Oyunda okulda birdik, sokakta mahallede,
Çukurbahçe’de koştuk hep topa Kırmahalle’de,
Sanki bizler futbolcuyduk Altuğ’da, Lârende’de,
Ekmek aş düşünmezdik bir elmayla doyardık.
Enek aşık’ımız vardı, içlerini oyardık,
Ağırlık olsun diye de biraz kurşun koyardık,
“Billa” derdik misketlere onları hep saklardık,
Birkaç misket kazandık mı uyumaz sabahlardık.

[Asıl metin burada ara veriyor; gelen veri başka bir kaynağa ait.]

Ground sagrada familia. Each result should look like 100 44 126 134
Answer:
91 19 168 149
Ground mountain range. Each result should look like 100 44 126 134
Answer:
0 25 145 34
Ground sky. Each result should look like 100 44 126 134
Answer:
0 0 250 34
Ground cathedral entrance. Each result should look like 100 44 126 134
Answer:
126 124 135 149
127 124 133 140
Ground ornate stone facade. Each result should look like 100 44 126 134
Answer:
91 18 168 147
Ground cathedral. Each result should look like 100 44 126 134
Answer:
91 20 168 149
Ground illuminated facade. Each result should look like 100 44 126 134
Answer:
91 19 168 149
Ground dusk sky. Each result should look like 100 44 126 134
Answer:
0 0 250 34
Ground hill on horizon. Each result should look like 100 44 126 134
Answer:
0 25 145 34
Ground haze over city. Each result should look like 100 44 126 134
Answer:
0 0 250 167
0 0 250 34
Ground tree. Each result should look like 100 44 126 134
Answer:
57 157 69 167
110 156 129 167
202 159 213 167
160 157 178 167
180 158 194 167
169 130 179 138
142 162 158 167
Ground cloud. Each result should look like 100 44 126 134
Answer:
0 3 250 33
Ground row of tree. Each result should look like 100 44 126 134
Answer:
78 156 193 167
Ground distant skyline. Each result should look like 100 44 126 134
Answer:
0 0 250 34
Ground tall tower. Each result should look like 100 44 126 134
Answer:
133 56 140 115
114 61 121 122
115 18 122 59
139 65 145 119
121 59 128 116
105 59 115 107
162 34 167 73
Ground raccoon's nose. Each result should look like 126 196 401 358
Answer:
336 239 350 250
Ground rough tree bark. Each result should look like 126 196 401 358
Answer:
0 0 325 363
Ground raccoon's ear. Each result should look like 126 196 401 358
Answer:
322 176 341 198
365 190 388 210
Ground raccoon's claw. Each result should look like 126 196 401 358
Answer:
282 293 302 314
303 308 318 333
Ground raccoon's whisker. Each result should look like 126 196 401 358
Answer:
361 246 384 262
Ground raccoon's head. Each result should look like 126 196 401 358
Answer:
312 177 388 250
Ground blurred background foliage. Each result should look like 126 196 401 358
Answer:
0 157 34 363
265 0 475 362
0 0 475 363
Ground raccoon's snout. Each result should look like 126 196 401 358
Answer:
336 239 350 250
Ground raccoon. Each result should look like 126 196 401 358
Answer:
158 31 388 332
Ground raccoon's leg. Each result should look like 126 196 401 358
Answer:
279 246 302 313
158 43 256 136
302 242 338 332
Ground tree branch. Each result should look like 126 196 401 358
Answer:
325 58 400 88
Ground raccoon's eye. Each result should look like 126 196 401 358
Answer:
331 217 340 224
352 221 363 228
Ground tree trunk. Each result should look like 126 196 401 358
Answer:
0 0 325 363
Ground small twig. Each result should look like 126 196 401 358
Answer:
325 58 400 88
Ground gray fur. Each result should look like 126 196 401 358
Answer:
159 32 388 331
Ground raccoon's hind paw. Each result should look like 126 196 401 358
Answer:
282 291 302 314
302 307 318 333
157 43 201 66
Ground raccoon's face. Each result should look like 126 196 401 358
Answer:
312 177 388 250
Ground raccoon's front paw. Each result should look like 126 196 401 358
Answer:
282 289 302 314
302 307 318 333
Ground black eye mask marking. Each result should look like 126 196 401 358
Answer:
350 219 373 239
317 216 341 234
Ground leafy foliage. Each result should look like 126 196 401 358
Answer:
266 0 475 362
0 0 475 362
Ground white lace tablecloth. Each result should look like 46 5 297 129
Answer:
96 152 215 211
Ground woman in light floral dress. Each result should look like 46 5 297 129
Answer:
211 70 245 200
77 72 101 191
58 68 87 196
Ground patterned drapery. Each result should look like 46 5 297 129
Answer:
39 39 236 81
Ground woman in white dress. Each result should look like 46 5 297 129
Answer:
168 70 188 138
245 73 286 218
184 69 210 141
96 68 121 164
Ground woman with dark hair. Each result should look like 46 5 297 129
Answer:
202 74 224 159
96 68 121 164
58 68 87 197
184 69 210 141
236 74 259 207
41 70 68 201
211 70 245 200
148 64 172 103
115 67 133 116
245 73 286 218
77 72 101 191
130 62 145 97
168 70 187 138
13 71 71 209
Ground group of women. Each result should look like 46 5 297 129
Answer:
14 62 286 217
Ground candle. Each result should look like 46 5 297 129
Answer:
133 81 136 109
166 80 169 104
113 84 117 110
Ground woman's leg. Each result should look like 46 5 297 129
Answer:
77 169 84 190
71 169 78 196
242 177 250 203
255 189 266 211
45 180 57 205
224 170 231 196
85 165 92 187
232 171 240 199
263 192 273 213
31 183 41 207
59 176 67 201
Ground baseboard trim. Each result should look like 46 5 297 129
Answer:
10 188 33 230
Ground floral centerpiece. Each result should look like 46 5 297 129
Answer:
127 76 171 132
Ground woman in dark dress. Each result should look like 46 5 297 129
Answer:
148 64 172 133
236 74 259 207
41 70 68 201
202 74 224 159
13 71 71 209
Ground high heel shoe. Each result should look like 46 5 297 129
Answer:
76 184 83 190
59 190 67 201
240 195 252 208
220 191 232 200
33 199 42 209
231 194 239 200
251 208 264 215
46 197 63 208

Çelik çomak denilenin bizde adı “billi”ydi,
Nemli toprakta oynardık hem güzel hem zevkliydi,
Yenilenin ayağını gömecek yer belliydi,
Büyük, küçük hep birlikte eğlenerek oynardık.
At yarışı yapılırdı say’ların gerisinde,
Kırbağlarına giderdik kışlanın berisinde,
Karaman’da çocuk olmak her şeyin ötesinde.
Kavgalarımızı bile doya doya yaşardık.